Thanks for your reply. My main plug is in all the way. I do not understand what p4 aux plug is, I am double checking the motherboard manual so please give me the full name.

When i push the main switch, both the cpu fan and psu fan turn on, they spin if that is what you mean. Please bear with me as I am not that familiar with this.

I will wait for further instructions. Thanks.


----------



## dai (Jul 2, 2004)

http://www.techsupportforum.com/forums/attachment.php?attachmentid=43990&d=1235344680

your plug socket is located near the center of the m/b and the plug has 2 black and 2 yellow wires


----------



## rj2.upd (Apr 26, 2011)

Hello. Thank you for your reply.

I checked and they are connected.


----------



## dai (Jul 2, 2004)

see if you can borrow another psu to try in it

it's only agp so something with 18A or more on the 12v line should be ok to check with


----------



## rj2.upd (Apr 26, 2011)

i have a working psu that i could use but it is being use by another computer. Do i have to remove the psu?. Also, i need to know what connections are essential if i only need to check.

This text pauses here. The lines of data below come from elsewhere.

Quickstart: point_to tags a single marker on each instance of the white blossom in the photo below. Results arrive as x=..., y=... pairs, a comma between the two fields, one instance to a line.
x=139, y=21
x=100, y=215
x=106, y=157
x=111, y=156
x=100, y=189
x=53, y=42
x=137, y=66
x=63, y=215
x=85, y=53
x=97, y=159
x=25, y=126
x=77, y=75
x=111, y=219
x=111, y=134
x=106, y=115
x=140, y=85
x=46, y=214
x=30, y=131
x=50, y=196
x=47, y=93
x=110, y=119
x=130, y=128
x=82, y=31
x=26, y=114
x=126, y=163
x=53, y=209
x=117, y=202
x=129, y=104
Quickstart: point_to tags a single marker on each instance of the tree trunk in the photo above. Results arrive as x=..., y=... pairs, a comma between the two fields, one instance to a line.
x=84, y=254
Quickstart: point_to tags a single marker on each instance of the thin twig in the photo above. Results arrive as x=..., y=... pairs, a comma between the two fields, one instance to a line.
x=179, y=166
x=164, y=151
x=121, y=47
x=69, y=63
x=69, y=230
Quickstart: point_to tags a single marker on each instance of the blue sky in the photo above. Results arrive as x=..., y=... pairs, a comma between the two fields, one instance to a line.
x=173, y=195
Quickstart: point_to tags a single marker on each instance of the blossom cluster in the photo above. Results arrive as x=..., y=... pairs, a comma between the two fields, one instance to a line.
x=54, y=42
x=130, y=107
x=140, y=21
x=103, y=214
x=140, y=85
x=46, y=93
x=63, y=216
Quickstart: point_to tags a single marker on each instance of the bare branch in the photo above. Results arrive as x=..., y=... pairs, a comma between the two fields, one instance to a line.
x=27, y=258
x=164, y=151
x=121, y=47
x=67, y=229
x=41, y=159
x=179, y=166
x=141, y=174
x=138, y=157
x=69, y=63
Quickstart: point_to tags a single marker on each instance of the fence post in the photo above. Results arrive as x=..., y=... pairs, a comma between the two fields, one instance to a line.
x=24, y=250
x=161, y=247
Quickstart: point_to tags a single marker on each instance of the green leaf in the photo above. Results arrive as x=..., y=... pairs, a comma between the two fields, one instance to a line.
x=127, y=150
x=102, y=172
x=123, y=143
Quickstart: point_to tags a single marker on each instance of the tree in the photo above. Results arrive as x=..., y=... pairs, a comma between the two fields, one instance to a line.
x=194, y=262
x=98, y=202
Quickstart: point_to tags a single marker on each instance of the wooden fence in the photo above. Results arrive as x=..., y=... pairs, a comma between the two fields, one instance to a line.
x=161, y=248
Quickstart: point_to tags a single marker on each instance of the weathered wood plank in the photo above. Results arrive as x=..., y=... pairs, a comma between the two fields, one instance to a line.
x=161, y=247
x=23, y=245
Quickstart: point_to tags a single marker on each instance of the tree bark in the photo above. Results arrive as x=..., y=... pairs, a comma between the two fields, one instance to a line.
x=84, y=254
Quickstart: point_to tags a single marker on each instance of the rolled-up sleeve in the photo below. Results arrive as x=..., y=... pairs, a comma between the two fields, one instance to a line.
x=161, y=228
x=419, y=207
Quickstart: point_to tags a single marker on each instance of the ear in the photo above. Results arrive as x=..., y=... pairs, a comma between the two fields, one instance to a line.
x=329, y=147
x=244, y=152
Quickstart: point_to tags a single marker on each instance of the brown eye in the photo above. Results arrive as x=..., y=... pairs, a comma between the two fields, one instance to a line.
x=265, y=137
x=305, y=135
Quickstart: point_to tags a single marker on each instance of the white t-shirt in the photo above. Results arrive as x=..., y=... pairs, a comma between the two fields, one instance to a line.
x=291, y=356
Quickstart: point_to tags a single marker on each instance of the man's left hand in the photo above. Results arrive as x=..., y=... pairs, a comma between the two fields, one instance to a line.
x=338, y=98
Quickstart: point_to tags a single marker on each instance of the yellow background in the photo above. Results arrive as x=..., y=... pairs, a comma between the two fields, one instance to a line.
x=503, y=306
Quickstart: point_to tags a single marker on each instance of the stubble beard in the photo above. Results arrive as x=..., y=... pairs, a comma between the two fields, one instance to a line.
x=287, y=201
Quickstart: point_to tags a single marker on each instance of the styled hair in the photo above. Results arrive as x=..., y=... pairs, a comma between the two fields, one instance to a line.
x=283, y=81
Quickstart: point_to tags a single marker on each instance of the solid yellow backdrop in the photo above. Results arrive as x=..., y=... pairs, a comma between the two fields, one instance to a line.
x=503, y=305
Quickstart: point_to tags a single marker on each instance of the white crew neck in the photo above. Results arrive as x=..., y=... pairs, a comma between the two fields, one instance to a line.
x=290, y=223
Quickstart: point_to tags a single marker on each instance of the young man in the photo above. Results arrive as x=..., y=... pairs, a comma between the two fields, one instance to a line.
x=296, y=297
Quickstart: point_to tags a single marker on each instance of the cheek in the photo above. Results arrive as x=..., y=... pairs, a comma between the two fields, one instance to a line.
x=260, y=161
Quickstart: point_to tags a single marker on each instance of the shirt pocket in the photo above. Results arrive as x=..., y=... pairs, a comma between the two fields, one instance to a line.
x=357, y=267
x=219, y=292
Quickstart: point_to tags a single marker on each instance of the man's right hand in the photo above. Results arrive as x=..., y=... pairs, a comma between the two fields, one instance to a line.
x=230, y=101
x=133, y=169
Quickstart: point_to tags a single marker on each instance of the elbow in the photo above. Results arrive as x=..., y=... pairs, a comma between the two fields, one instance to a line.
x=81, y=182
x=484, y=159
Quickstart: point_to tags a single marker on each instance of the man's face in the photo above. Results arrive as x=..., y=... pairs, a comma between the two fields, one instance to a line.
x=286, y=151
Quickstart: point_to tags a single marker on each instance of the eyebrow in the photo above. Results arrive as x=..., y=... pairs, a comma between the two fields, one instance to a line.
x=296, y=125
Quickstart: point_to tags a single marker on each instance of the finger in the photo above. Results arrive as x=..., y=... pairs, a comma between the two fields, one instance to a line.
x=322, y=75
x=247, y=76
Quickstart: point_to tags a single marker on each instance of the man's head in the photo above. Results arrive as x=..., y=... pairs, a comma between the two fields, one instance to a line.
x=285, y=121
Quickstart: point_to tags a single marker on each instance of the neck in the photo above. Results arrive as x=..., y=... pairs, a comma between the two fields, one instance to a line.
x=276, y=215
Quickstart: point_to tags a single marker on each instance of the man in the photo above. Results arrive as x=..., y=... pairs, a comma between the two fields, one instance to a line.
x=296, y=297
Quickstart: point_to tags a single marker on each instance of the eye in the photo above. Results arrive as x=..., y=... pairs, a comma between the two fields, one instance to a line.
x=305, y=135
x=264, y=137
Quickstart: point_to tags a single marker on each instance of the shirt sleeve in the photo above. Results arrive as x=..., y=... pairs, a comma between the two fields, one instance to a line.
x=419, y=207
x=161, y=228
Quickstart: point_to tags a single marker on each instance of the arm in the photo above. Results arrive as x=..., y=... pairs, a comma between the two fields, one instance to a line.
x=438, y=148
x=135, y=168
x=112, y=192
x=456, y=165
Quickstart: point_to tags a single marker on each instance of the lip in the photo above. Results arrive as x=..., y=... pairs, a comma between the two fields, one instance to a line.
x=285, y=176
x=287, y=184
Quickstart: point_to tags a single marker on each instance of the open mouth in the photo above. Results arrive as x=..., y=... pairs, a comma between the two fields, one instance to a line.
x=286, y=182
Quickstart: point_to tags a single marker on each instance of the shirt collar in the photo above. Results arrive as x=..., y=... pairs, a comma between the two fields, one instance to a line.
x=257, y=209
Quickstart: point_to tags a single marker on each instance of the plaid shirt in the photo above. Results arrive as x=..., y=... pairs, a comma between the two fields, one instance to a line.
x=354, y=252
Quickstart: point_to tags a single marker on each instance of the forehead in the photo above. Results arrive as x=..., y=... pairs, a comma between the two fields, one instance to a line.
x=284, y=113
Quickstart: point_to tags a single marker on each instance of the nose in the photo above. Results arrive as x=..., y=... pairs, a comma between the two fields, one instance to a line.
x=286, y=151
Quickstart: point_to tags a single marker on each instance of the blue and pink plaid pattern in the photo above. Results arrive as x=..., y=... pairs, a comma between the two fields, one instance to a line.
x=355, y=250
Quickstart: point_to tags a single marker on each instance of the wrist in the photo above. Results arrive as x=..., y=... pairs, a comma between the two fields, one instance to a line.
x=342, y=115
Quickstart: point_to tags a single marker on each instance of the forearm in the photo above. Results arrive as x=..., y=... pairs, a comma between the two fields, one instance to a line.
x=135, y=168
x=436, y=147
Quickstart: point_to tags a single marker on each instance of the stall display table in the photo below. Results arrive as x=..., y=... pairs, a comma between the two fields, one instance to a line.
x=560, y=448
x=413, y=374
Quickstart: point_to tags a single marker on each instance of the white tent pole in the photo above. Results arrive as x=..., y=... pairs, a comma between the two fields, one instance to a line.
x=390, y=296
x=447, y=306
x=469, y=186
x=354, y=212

if you could give me a step by step instruction, it would be very helpful.

thanks.


----------



## dai (Jul 2, 2004)

if the cables are long enough you can unplug the the main and aux cables and connect them across to the computer

this should give you post,the single bios beep and the bios screen

if they are not long enough you will have to pull the psu out you don't have to fit it to the case can have it sitting outside to run the check


----------



## rj2.upd (Apr 26, 2011)

Hello.

OK, i believe they are long enough. Kindly talk me through on how i should connect the wires.

Thanks.


----------



## dai (Jul 2, 2004)

you just unplug the the 2 power plugs to the motherboard and then plug them into the other m/board


----------



## rj2.upd (Apr 26, 2011)

Hi again.

I did what you told me. Now the fans don't work and the green LED that lights up when the pc is plugged doesnt light at all.

What should I do next?

THanks.


----------



## dai (Jul 2, 2004)

it would seem the psu is not up to the system

reset the cmos

with the new psu in unplug power from the drives and see if it posts


----------



## rj2.upd (Apr 26, 2011)

Hi again.

I reset the cmos via removing the 3v battery for 30 seconds. I disconnected the power supply of the HDD. The same thing happens, fans on, HDD LED off but now the power LED lights up. Did not have a display on the monitor though.

How would i know if "it posts".

Thanks

i just noticed something on my motherboard. the lone capacitor near the words USBPW56 and USBPW78 is larger than the others, it appears to be bulging.


----------



## dai (Jul 2, 2004)

then that is your problem any swelling or leaking means it has gone

Badcaps.net - How To Identify


----------